China gaming curbs roil stocks, anger teens

China may have united teenage gamers, and stock market investors.

Both have reacted sharply to a move to limit online game time for the under 18s.

Beijing announced the move on Monday (August 30), saying teens would only be allowed three hours per week.

The move intended to strengthen controls over society, which leaders think has become too free and easy.

Young gamers were furious.

Some said the move would derail budding e-sports careers.

One, calling himself Mr. Zhou, said the move would anyway backfire:

"I don't think the new regulation makes any sense.
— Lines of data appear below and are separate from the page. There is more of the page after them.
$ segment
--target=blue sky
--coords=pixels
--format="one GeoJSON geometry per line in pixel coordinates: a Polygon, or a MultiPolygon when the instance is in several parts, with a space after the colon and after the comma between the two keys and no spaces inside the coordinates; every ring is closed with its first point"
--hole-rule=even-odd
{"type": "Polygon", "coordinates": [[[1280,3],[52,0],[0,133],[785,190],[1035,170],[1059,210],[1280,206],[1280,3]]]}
Although it aims to help teenagers, the less you let them play, the more curious they'll be."

Tuesday (August 31) saw gaming stocks take a hit.

There were falls for U.S.-listed NetEase, Japan's Nexon and South Korea's Krafton - maker of online hit Player Unknown's Battlegrounds.

Though Chinese giant Tencent ended the day over 3% higher, after analysts noted it had already introduced limits on gaming by minors.

Investors say the worry for the industry isn't about an immediate hit to revenues.

One told Reuters it's more about whether Beijing could stop approving new games, as it did for a while in 2018.

Another said the curbs could mean fewer teens get the gaming habit, hitting revenues in the long term.

At least some Chinese parents might feel that would be no bad thing.